Okay, I don't claim to be the brightest star in the celestials, but in our months together I was pretty damn sure I'd never heard Kate mention any Wes before. Who the hell was this guy Wes? I felt like a contestant on Jeopardy. Then the lightbulb flashed on—her late boyfriend, Wes Harrison, who had drowned over a decade ago in a boating accident.
"Kate, listen to me. That couldn't have been Wes. Wes is dead." A reasonable enough conclusion, I thought.
"No, no ... you don't understand," Kate said, making about as much sense to me as her feelings of compassion for the killer in the movie we'd just seen. "That really was Wes!"

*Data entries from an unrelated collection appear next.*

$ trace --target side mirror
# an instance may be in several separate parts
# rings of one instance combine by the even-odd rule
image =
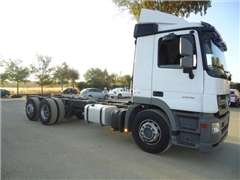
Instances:
[[[193,79],[193,36],[185,35],[180,37],[179,52],[183,56],[180,59],[180,66],[184,73],[189,73],[189,78]]]

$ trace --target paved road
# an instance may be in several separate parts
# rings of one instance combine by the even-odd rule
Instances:
[[[240,108],[219,150],[172,146],[148,154],[131,134],[76,118],[44,126],[25,115],[24,99],[1,100],[2,179],[239,179]]]

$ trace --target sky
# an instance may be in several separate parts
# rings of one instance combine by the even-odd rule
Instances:
[[[226,41],[227,69],[240,82],[240,3],[213,0],[205,21]],[[28,66],[36,54],[51,56],[51,66],[66,62],[83,74],[90,68],[131,75],[136,21],[111,0],[0,0],[0,58],[20,59]]]

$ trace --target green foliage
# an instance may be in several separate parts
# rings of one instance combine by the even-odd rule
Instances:
[[[30,70],[22,66],[22,61],[11,60],[5,61],[5,71],[1,74],[1,83],[5,80],[17,84],[17,94],[19,94],[19,84],[28,82],[27,78],[30,75]]]
[[[91,68],[83,75],[85,80],[92,87],[103,89],[108,86],[108,72],[99,68]]]
[[[80,81],[80,82],[76,83],[76,87],[80,90],[83,90],[84,88],[91,87],[91,85],[88,84],[87,82]]]
[[[142,8],[158,10],[181,17],[189,17],[191,13],[202,16],[211,7],[211,1],[173,1],[173,0],[112,0],[120,10],[129,10],[129,13],[139,21]]]
[[[3,86],[5,81],[7,80],[7,74],[5,73],[1,73],[0,74],[0,81],[1,81],[1,85]]]
[[[57,84],[62,86],[62,90],[63,85],[68,84],[70,76],[69,66],[66,64],[66,62],[62,63],[61,66],[57,66],[56,68],[54,68],[53,79]]]
[[[50,68],[51,63],[50,56],[42,56],[37,54],[37,64],[31,64],[31,72],[35,74],[35,78],[38,80],[36,83],[41,86],[43,93],[43,86],[49,85],[52,83],[52,71],[54,68]]]

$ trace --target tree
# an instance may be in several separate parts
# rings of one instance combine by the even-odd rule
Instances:
[[[41,86],[41,92],[43,94],[43,87],[52,83],[51,72],[53,68],[49,67],[52,57],[42,56],[40,54],[36,56],[37,64],[31,64],[30,67],[32,73],[35,74],[35,78],[38,79],[36,83]]]
[[[63,85],[68,84],[70,76],[69,76],[69,66],[66,64],[66,62],[62,63],[61,66],[57,66],[54,69],[53,79],[55,82],[61,85],[62,90],[63,90]]]
[[[88,84],[93,87],[103,89],[108,86],[108,72],[99,68],[91,68],[83,75]]]
[[[22,61],[11,60],[5,62],[5,71],[1,76],[4,79],[8,79],[10,82],[17,84],[17,94],[19,94],[19,84],[28,82],[27,78],[30,75],[30,70],[27,67],[22,66]]]
[[[181,17],[189,17],[190,13],[205,15],[211,7],[211,1],[173,1],[173,0],[112,0],[121,11],[129,10],[129,13],[139,21],[142,8],[158,10]]]
[[[75,84],[76,84],[76,80],[79,79],[79,72],[76,69],[69,69],[68,71],[68,75],[69,75],[69,79],[71,82],[72,87],[74,88]]]

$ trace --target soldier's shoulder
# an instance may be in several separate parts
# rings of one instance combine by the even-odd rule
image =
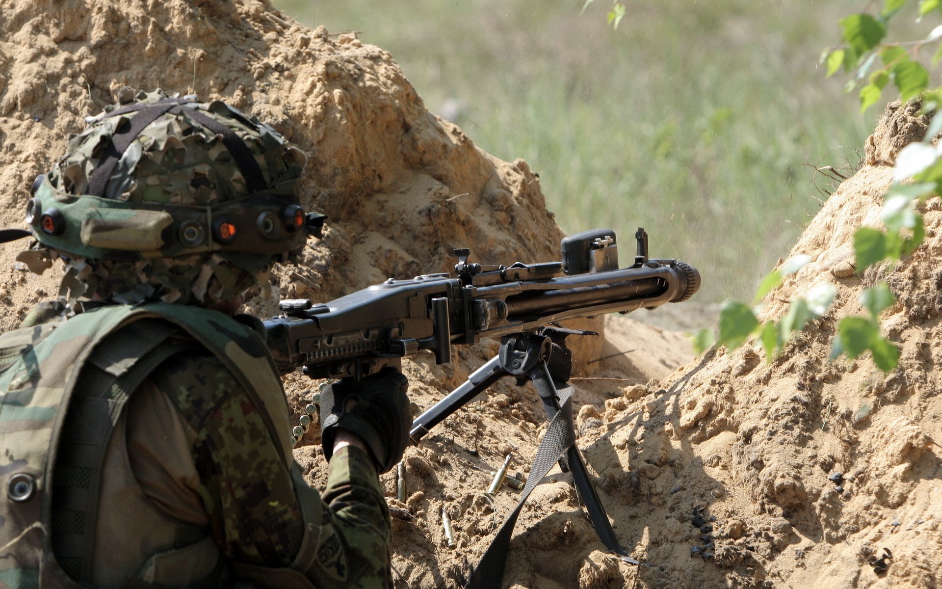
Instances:
[[[208,350],[173,356],[154,370],[151,380],[196,430],[226,398],[245,393],[236,375]]]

Kate had a wild look in her eyes, an expression I'd never seen on her face before. For a minute I thought she was going to keel over again. I grabbed her by both shoulders and gave her a gentle shake. She was still milky pale. "Kate, please listen. Wes drowned in a boating accident, remember?"
Kate nodded. "But it was Wes." She stared at me like I'd just stepped onto Earth from an alien spaceship. "You don't get it, Mac," she said, her voice breaking up.
Now where had I heard that before? Oh yeah, out on the sidewalk a few minutes earlier heading for my pickup while Kate was informing me what a lousy movie critic I was. "Okay. What don't I get?"
Kate turned and stared toward the lobby for a long moment and shook her head. "Dang, Mac, Wes is still alive!"